2.2.3.3 Analyse de sensibilité aux aléas

Outre les écarts initiaux, la stochasticité des phénomènes s’opère à plusieurs niveaux du système. Les temps de parcours varient suivant une certaine loi sur chaque tronçon. Leur variabilité est représentée par l’écart-type 𝜎𝑠 dans le cas d’une loi normale considérée pour cette étude. Le nombre de passagers montant et descendant du bus à chaque arrêt est aussi aléatoire. Cependant, leur variabilité n’est pas paramétrable. Elle provient uniquement de la loi de probabilité associée. Ces aléas induisent une déviation des écarts temporels effectifs. Ces écarts se propagent alors comme décrits précédemment, du fait de l’instabilité des lignes de bus. Leurs contributions respectives sont déterminées par des analyses de sensibilités.

Figure 2.10. Test de sensibilité de la régularité du système (a) aux aléas sur les écarts initiaux, (b) aux aléas des temps de parcours, (c) aux deux simultanément.

La Figure 2.10 montre le résultat de l’analyse de sensibilité lorsque : (a) seuls les écarts initiaux varient, (b) seuls les temps de parcours varient, (c) les deux varient avec la même amplitude. De plus, dans chaque cas, le module de temps d’arrêt est soit stochastique soit déterministe. Les équations (2.5) (a) et (b) sont respectivement utilisées. Les paramètres utilisés pour le modèle ainsi que des analyses plus poussées peuvent être trouvés dans Hans et al. (A1). La Figure 2.10 montre que 𝐼1 croît avec l’écart-type des distributions de temps de parcours 𝜎𝑠, ainsi qu’avec la dispersion des écarts initiaux 𝛥. Les écarts initiaux ont un impact plus fort que les temps de parcours sur le système.

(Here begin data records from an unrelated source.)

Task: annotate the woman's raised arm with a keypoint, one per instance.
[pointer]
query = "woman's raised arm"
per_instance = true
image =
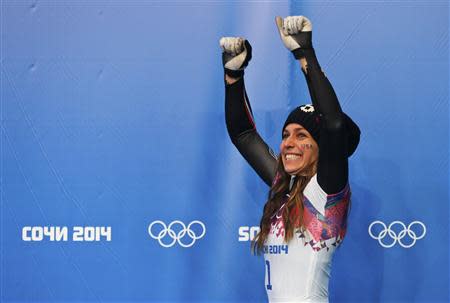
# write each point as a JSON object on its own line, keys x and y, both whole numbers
{"x": 238, "y": 113}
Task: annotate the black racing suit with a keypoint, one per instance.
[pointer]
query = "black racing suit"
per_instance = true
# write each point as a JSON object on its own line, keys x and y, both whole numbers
{"x": 332, "y": 169}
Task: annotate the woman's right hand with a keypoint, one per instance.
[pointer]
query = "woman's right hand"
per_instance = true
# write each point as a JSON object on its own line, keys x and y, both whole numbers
{"x": 236, "y": 53}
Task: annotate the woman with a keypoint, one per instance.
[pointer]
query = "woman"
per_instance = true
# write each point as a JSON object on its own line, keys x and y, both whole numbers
{"x": 304, "y": 219}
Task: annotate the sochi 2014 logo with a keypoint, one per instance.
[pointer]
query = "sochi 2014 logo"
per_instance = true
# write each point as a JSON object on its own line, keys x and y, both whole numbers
{"x": 176, "y": 232}
{"x": 388, "y": 236}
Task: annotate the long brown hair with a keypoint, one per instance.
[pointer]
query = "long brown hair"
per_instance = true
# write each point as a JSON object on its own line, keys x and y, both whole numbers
{"x": 293, "y": 210}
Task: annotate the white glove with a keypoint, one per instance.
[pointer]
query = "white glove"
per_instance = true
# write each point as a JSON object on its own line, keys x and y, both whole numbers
{"x": 236, "y": 53}
{"x": 295, "y": 32}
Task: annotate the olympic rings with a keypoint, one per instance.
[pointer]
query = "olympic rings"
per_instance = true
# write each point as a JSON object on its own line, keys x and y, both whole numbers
{"x": 388, "y": 231}
{"x": 176, "y": 237}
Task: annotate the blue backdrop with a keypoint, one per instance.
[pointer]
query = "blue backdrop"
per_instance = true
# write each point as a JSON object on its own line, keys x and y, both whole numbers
{"x": 112, "y": 115}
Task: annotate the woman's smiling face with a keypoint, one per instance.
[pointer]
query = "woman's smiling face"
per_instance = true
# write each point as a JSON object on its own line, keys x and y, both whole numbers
{"x": 298, "y": 149}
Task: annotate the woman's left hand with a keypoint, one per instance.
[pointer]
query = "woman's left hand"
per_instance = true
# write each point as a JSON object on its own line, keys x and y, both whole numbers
{"x": 295, "y": 32}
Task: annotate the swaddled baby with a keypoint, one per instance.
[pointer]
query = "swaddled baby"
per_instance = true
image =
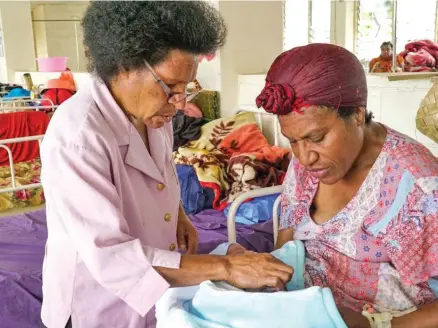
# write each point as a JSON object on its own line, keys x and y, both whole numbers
{"x": 219, "y": 305}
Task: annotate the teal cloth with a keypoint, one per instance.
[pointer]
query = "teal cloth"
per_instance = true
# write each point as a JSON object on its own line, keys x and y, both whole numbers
{"x": 219, "y": 305}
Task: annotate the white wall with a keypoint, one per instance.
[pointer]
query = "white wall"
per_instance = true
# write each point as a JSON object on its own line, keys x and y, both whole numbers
{"x": 58, "y": 32}
{"x": 209, "y": 72}
{"x": 17, "y": 37}
{"x": 255, "y": 39}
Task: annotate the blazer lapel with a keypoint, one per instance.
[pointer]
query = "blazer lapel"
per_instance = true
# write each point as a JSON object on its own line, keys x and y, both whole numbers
{"x": 139, "y": 158}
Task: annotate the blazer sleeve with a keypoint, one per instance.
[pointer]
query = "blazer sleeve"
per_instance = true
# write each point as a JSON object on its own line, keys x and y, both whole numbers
{"x": 77, "y": 181}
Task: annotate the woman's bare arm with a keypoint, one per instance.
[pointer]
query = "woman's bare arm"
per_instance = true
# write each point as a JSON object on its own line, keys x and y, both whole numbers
{"x": 247, "y": 270}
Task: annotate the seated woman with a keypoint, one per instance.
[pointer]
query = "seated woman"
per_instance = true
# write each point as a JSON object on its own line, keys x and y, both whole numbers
{"x": 383, "y": 63}
{"x": 362, "y": 197}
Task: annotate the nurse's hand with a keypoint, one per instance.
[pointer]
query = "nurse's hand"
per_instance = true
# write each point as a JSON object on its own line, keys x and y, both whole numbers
{"x": 255, "y": 270}
{"x": 186, "y": 235}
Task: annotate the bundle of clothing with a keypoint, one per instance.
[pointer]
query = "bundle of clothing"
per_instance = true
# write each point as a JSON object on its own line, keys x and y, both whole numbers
{"x": 231, "y": 157}
{"x": 187, "y": 125}
{"x": 420, "y": 56}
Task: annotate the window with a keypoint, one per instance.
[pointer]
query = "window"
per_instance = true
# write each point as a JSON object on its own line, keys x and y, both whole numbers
{"x": 410, "y": 28}
{"x": 306, "y": 22}
{"x": 375, "y": 25}
{"x": 319, "y": 21}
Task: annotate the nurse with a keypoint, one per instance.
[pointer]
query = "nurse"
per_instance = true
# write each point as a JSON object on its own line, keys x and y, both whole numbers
{"x": 113, "y": 210}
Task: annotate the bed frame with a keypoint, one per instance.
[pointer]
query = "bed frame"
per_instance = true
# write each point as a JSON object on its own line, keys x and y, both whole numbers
{"x": 9, "y": 105}
{"x": 231, "y": 218}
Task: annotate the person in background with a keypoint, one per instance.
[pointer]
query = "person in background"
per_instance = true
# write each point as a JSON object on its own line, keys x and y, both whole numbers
{"x": 362, "y": 197}
{"x": 116, "y": 227}
{"x": 383, "y": 63}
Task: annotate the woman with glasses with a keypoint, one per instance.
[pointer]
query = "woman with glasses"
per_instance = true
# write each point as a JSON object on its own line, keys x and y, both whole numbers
{"x": 118, "y": 235}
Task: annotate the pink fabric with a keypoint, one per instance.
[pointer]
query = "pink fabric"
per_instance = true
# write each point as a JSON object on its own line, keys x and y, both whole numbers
{"x": 420, "y": 56}
{"x": 208, "y": 57}
{"x": 316, "y": 74}
{"x": 105, "y": 215}
{"x": 382, "y": 247}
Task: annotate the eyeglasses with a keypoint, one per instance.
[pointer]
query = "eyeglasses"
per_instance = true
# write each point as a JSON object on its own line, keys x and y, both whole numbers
{"x": 176, "y": 97}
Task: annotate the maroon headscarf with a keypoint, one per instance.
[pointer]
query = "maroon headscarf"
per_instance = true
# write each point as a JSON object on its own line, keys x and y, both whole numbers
{"x": 316, "y": 74}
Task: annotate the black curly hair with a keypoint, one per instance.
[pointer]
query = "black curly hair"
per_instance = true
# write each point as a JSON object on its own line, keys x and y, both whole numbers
{"x": 120, "y": 35}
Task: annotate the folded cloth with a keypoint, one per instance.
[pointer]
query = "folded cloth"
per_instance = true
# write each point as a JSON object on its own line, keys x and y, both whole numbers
{"x": 219, "y": 305}
{"x": 194, "y": 197}
{"x": 256, "y": 210}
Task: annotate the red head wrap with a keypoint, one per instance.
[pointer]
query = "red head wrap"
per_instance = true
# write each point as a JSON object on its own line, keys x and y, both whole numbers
{"x": 316, "y": 74}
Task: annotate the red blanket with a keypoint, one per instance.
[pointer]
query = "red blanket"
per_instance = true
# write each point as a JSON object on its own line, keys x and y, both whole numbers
{"x": 22, "y": 124}
{"x": 420, "y": 56}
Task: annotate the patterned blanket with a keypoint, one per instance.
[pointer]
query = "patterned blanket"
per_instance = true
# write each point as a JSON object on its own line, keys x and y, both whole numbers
{"x": 25, "y": 173}
{"x": 232, "y": 156}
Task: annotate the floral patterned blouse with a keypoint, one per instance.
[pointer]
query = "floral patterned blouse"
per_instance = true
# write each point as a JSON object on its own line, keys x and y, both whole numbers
{"x": 382, "y": 248}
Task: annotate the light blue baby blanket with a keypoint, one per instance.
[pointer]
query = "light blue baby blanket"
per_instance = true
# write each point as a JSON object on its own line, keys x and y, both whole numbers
{"x": 219, "y": 305}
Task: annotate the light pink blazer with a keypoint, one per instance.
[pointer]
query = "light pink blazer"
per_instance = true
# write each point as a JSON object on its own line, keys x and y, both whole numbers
{"x": 111, "y": 213}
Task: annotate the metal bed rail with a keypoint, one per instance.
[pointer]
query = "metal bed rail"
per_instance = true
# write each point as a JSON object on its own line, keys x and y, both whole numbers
{"x": 4, "y": 144}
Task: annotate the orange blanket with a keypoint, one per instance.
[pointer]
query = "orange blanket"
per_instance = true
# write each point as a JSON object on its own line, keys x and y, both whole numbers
{"x": 232, "y": 156}
{"x": 22, "y": 124}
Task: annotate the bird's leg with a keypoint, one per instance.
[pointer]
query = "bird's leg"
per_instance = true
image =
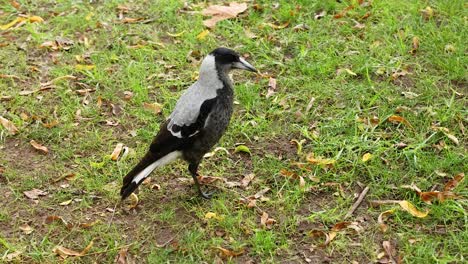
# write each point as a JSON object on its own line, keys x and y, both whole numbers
{"x": 193, "y": 168}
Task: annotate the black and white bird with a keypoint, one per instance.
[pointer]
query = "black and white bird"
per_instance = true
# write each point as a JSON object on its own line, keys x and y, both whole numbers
{"x": 199, "y": 119}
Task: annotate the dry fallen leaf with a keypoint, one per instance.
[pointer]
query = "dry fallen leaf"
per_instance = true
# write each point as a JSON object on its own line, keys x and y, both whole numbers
{"x": 8, "y": 125}
{"x": 39, "y": 147}
{"x": 226, "y": 253}
{"x": 319, "y": 161}
{"x": 117, "y": 150}
{"x": 381, "y": 219}
{"x": 64, "y": 252}
{"x": 211, "y": 215}
{"x": 266, "y": 221}
{"x": 154, "y": 107}
{"x": 399, "y": 119}
{"x": 34, "y": 193}
{"x": 220, "y": 13}
{"x": 410, "y": 208}
{"x": 452, "y": 184}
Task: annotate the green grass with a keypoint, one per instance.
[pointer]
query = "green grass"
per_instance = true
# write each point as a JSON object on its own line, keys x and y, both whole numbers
{"x": 169, "y": 225}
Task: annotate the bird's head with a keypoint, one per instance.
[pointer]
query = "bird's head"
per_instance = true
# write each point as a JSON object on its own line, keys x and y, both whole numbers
{"x": 225, "y": 60}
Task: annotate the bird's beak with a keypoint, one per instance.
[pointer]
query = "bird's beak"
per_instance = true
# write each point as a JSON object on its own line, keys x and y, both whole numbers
{"x": 244, "y": 65}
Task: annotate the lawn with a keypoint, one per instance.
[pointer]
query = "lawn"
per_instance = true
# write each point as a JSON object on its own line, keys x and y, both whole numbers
{"x": 352, "y": 96}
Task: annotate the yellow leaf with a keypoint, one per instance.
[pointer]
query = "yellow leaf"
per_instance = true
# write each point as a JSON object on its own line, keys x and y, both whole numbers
{"x": 8, "y": 125}
{"x": 211, "y": 215}
{"x": 366, "y": 157}
{"x": 116, "y": 153}
{"x": 33, "y": 19}
{"x": 88, "y": 17}
{"x": 12, "y": 23}
{"x": 410, "y": 208}
{"x": 175, "y": 35}
{"x": 82, "y": 67}
{"x": 39, "y": 147}
{"x": 203, "y": 34}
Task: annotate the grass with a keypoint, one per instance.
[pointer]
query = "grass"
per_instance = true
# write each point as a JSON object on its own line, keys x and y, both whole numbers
{"x": 169, "y": 225}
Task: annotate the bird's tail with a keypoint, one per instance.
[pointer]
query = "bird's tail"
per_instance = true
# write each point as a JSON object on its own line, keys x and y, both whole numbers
{"x": 136, "y": 176}
{"x": 144, "y": 168}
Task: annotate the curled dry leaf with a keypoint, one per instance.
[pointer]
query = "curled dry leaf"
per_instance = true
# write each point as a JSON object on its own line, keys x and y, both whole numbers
{"x": 39, "y": 147}
{"x": 399, "y": 119}
{"x": 211, "y": 215}
{"x": 64, "y": 252}
{"x": 117, "y": 150}
{"x": 226, "y": 253}
{"x": 154, "y": 107}
{"x": 319, "y": 161}
{"x": 452, "y": 184}
{"x": 208, "y": 179}
{"x": 34, "y": 194}
{"x": 220, "y": 13}
{"x": 381, "y": 219}
{"x": 8, "y": 125}
{"x": 410, "y": 208}
{"x": 266, "y": 221}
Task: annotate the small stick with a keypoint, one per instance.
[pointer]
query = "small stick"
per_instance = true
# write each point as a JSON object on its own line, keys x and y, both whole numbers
{"x": 375, "y": 203}
{"x": 357, "y": 203}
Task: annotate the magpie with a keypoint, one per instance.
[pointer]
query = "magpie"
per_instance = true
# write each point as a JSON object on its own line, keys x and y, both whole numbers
{"x": 198, "y": 121}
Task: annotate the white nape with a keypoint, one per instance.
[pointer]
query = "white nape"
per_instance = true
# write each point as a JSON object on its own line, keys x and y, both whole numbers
{"x": 160, "y": 162}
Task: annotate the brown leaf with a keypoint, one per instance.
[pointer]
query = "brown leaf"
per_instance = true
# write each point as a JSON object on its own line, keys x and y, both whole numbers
{"x": 124, "y": 257}
{"x": 381, "y": 219}
{"x": 39, "y": 147}
{"x": 226, "y": 253}
{"x": 50, "y": 124}
{"x": 129, "y": 20}
{"x": 116, "y": 109}
{"x": 65, "y": 252}
{"x": 247, "y": 179}
{"x": 271, "y": 87}
{"x": 389, "y": 251}
{"x": 8, "y": 125}
{"x": 399, "y": 119}
{"x": 220, "y": 13}
{"x": 34, "y": 193}
{"x": 343, "y": 12}
{"x": 265, "y": 221}
{"x": 116, "y": 153}
{"x": 208, "y": 179}
{"x": 52, "y": 218}
{"x": 154, "y": 107}
{"x": 452, "y": 184}
{"x": 319, "y": 161}
{"x": 410, "y": 208}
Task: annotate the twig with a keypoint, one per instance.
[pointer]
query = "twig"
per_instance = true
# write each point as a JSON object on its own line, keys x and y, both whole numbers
{"x": 375, "y": 203}
{"x": 357, "y": 203}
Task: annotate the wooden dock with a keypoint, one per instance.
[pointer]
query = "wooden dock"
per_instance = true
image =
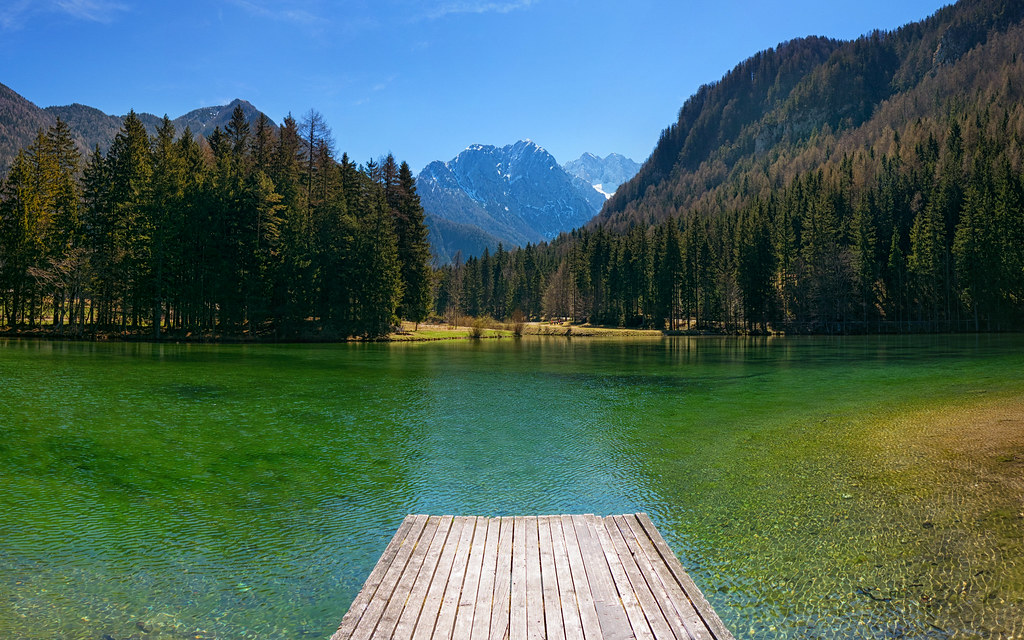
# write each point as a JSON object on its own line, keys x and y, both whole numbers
{"x": 579, "y": 577}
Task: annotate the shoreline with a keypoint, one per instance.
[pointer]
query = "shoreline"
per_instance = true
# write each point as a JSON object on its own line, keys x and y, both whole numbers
{"x": 436, "y": 333}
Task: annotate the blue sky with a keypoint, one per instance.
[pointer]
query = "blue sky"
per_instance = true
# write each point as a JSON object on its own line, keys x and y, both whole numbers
{"x": 422, "y": 79}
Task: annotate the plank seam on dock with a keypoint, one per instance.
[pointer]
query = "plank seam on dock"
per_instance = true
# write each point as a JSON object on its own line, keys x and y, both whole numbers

Cela vient du fait que le ratio 𝛥 𝐻⁄ représente directement une variation des écarts entre bus alors que le ratio 𝜎𝑠⁄ 𝑇𝑠 représente une variation du temps de parcours. En outre, si 𝜎𝑠 = 𝛥 = 0 , le système est totalement

2.2. Analyse du système

régulier (𝐼1= 0). En revanche, le caractère aléatoire du nombre de transferts en passagers aux arrêts n’est pas progressif. Le module est soit purement stochastique, soit purement déterministe. La comparaison entre les deux possibilités montre que la forme aléatoire de la demande induit à elle seule une forte variabilité dans le système.

Cette analyse est à présent complétée par l’étude de l’impact de la descente. Les mêmes paramètres que précédemment sont utilisés. De plus, le ratio de descente à chaque arrêt est fixé à 𝜇𝑠= 20 %. Les temps de parcours sont maintenus fixes.

Figure 2.11. Impact du choix du modèle de temps d’arrêt sur la régularité du système : Test de sensibilité lorsque le modèle est (a) déterministe, (b) stochastique.

La Figure 2.11 montre l’influence du choix du module de temps d’arrêt. Celui-ci est égal soit à la somme temps de montée et de descente, soit au plus grand d’entre eux, soit uniquement au temps de montée. Que le modèle soit déterministe ou stochastique, considérer le maximum entre la montée et la descente est équivalent à ne considérer que la montée. Cela vient de l’importance relative des paramètres de demande et de ratio de descente qui font que la phase de montée est toujours prédominante à celle de descente. En revanche, lorsque le temps d’arrêt est égal à la somme des deux phases, l’indicateur 𝐼1 croît plus rapidement qu’avec les autres modules déterministes. De plus, considérer une descente aléatoire induit une forte augmentation de l’irrégularité du système par rapport aux autres modules.

Cette partie a non seulement montré la contribution des aléas dans l’irrégularité des lignes de bus, mais aussi l’importance de bien prendre en compte la dynamique des phénomènes. Les modèles classiques prennent bien en compte cette dynamique au niveau des arrêts grâce (i) à la dépendance entre le temps d’arrêt et l’écart entre deux bus et (ii) au chargement des bus qui garde en mémoire une trace du parcours réalisé. En revanche, les temps de parcours ne sont appréhendés qu’au travers de distributions. Celles-ci ne sont que des génératrices de perturbations et ne modifient en rien la loi de poursuite des bus. Le module de temps de parcours doit donc être raffiné pour intégrer les dynamiques de parcours des bus dans leur environnement.